Phased Operators

Scan Operations

Compute Operations

Validate Operations

class padocc.phases.validate.PresliceSet(logger)

Bases: object

Preslice Object for handling slices applied to datasets.

apply(data_arr: DataArray, var: str) DataArray

Apply a preslice operation to a data array

class padocc.phases.validate.Report(fh: dict | object | None = None, bypass: dict = None)

Bases: object

Special report class, capable of utilising recursive dictionary value-setting.

class padocc.phases.validate.ValidateDatasets(datasets: list, id: str, filehandlers: list[JSONFileHandler] | list[dict] | None = None, dataset_labels: list | None = None, preslice_fns: list | None = None, error_bypass: dict | str | None = None, logger=None, label: str | None = None, fh: str | None = None, logid: str | None = None, verbose: int = 0, bypass_vars: list | None = None, concat_dims: list | None = None)

Bases: LoggedOperation

ValidateDatasets object for performing validations between two pseudo-identical Xarray Dataset objects.

4th Dec Note: Validate metadata using single NetCDF(Xarray) vs Kerchunk Validate data using combined NetCDF or CFA vs Kerchunk (for best performance)

control_dataset_var(var)

Get a variable DataArray from the control dataset, performing preslice functions.

property data_report

Read-only data report

decode_times_ok()

Determine if test and sample datasets have matching encodings.

property metadata_report

Read-only metadata report

replace_dataset(new_ds: Dataset, label: str = None, index: int = None, dstype: str = None) None

Replace dataset by type, label or index.

replace_preslice(new_preslice: Dataset, label: str = None, index: int = None, dstype: str = None) None

Replace dataset by type, label or index.

save_report(filehandler=None)

Formulate report such that it notes bypasses, and determine the worst error.

This is in addition to saving the report content.

test_dataset_var(var)

Get a variable DataArray from the test dataset, performing preslice functions.

validate_data(dim_mid: dict | None = None)

Perform data validations using the growbox method for all variable DataArrays.

validate_global_attrs(allowances: dict = None)

Validate the set of global attributes across all datasets

validate_metadata(allowances: dict = None) dict

Run all validation steps on this set of datasets.

class padocc.phases.validate.ValidateOperation(proj_code, workdir, parallel: bool = False, **kwargs)

Bases: ProjectOperation

Encapsulate all validation testing into a single class.

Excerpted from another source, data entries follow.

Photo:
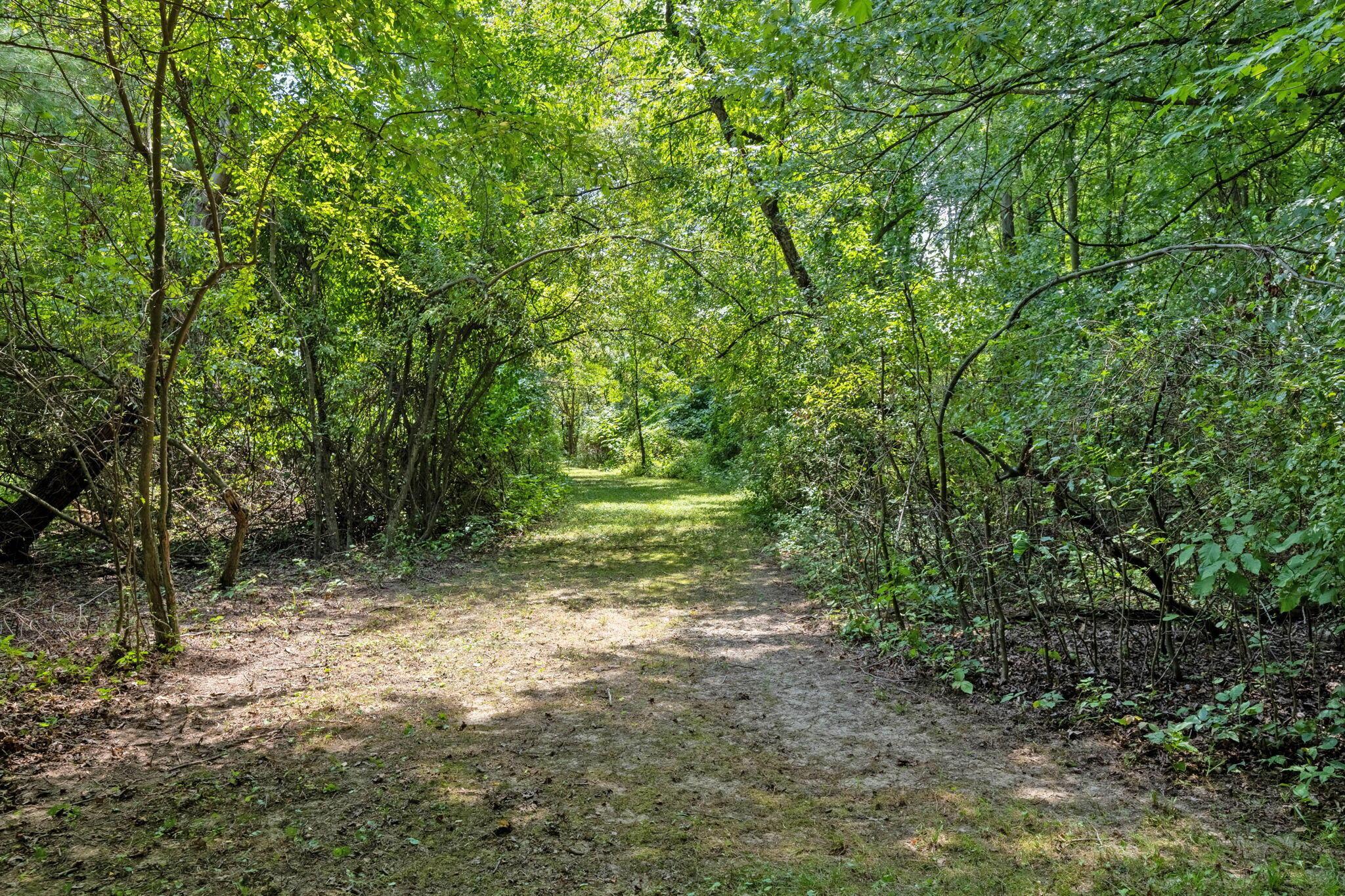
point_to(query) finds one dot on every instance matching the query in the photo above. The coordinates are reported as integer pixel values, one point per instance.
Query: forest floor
(628, 700)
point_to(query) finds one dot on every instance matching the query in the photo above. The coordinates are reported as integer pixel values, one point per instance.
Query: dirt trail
(628, 700)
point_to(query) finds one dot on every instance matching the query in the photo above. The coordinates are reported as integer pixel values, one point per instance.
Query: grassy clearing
(623, 702)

Instantiate for a specific project, the object could then contain all project info (from detail-cfg) opened only once. Also a copy of the total datasets (from native and cloud sources). Subselections can be passed between class methods along with a variable index (class variables: variable list, dimension list etc.)

Class logger attribute so this doesn’t need to be passed between functions. Bypass switch contained here with all switches.

padocc.phases.validate.check_for_nan(box, bypass, logger, label=None)

Special function for assessing if a box selection has non-NaN values within it. Needs further testing using different data types.

padocc.phases.validate.mem_to_value(mem) float

Convert a memory value i.e 2G into a value

Returns:

Int value of e.g. ‘2G’ in bytes.

padocc.phases.validate.slice_all_dims(data_arr: DataArray, intval: int, dim_mid: dict[int, None] | None = None)

Slice all dimensions for the DataArray according to the integer value.

padocc.phases.validate.value_to_mem(value) str

Convert a number of bytes i.e 1000000000 into a string

Returns:

String value of the above (1000000000 -> 1M)

Ingest Operations

Note

Not featured in this development, the ingest operations are still being planned and scoped.